No es un problema de prurito legalista, tal como quieren pintarlo ciertos independentistas. Nadie debiera necesitar muchas explicaciones respecto al principio que une ley y democracia. No es un capricho. La ley es imprescindible para la organización de elecciones y consultas democráticas por una razón nada caprichosa. Porque solo la ley puede proteger a los más débiles, a las minorías frente a las mayorías. Convocar un referéndum sin una mayoría de dos tercios en el Parlamento, sin un mandato electoral basado en los votos como el que pedía Junts pel Sí, y con el agravante de la organización y financiación clandestina de las estructuras del Estado independiente, y la añadidura o bomba culminante final de la secretista ley de transitoriedad jurídica elaborada sin conocimiento del Parlamento, fuera de ponencia y del procedimiento, no es una ilegalidad tan solo, sino un acto profundamente antidemocrático y atentatorio de los derechos fundamentales de los catalanes. De todos, sin distinción.
La pretendida ruptura legal, de una vez e indolora, que ha explicado el jurista del procés, Carles Viver, es un cuento chino. Las ilegalidades ya han empezado y no solo en forma de incumplimiento genérico de las leyes, si no lo que es más grave, en forma de vulneración de derechos. El independentismo decente, que existe, y al que no hay que descalificar por razones de principio, no puede ni debe avalar este golpe de mano en el que se arriesga además el propio futuro del autogobierno catalán.
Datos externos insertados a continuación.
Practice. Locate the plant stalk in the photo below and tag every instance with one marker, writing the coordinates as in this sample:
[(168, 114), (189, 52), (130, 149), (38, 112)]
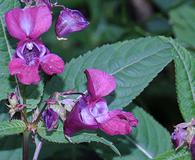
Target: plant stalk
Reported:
[(26, 135)]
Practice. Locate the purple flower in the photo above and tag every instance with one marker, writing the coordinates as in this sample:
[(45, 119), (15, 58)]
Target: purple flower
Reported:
[(91, 111), (44, 2), (50, 118), (31, 54), (178, 137), (192, 148), (70, 21)]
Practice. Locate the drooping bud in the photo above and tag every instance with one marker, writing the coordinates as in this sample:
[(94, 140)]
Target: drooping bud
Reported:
[(50, 118), (70, 21), (27, 2)]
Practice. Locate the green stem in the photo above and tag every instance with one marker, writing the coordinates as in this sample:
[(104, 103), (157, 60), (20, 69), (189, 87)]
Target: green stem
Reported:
[(26, 135)]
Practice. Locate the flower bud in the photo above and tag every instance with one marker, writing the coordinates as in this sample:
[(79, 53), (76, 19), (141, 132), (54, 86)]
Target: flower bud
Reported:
[(50, 118), (70, 21), (192, 148), (13, 99)]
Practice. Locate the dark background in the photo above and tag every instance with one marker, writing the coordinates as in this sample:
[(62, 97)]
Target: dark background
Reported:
[(117, 20)]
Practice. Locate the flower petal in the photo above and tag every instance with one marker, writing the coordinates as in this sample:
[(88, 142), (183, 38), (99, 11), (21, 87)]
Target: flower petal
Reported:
[(26, 74), (99, 83), (74, 122), (120, 123), (50, 118), (70, 21), (28, 22), (52, 64)]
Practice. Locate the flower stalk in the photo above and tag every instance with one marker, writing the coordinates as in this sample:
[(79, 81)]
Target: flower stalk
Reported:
[(26, 135)]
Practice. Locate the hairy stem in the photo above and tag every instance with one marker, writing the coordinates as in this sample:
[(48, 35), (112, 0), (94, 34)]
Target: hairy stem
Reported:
[(26, 135), (37, 150)]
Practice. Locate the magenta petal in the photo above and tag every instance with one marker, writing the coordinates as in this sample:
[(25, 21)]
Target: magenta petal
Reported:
[(192, 148), (28, 22), (13, 23), (99, 83), (25, 74), (120, 123), (52, 64)]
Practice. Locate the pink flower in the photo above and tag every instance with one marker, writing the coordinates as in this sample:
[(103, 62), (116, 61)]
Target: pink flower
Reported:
[(192, 148), (70, 21), (31, 54), (91, 111)]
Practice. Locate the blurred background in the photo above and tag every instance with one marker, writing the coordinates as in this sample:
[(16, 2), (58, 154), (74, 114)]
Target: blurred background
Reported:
[(117, 20)]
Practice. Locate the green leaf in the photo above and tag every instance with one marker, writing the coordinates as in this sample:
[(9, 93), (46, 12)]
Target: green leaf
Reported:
[(182, 154), (145, 142), (133, 63), (6, 83), (11, 127), (185, 84), (183, 22), (57, 136)]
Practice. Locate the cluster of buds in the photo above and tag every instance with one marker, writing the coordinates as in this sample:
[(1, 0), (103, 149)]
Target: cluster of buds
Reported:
[(14, 105), (184, 135)]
El hiperdemocrático derecho a decidir, la
La tozuda persistencia de un independentismo que ya ha fracasado por tres veces en la obtención de una mayoría plebiscitaria —dos en unas elecciones y una en una consulta ilegal— tiene que ver con la evidencia de que la ventana de oportunidad se ha cerrado y la certeza de que esa independencia que habían prometido no se producirá. Ahora es el momento de reconocerlo y de tomar otro camino, el correcto y civilizado, el del catalanismo pactista y moderado, sin plazos, legal, tranquilo y pausado, en absoluto oportunista e insurreccional —leninista, en cierta forma— como el que Mas, Puigdemont y Junqueras han tomado para aprovechar el mal momento de la crisis financiera, de la desunión europea y del surgimiento del populismo y del trumpismo. Siempre hay una regla de juego con la que se acude a las urnas. Si no es la que establece la ley y que todos han aceptado, es la regla de juego que impone una parte sobre el todo, un partido sobre el conjunto de la sociedad, que en este caso además está dividida en dos mitades casi simétricas.
Quienes han osado esta aventura es evidente que son fundamentalmente independentistas —es decir, fundamentalistas del independentismo— y solo accidentalmente demócratas, puesto que parecen dispuestos a sacrificar lo que haga falta por la independencia, incluyendo la autonomía catalana y las libertades y la democracia de todos. No están dispuestos a sacrificar de momento vidas y haciendas, suyas y ajenas, y esto ya es un consuelo, vistas las experiencias de todos conocidas. Pero no andan lejos en su visión autoritaria y rupturista de lo que debe ser un proceso independentista, sacrificando los medios a los fines, vulnerando libertades y principios si lo reclama la gloria de la patria emancipada.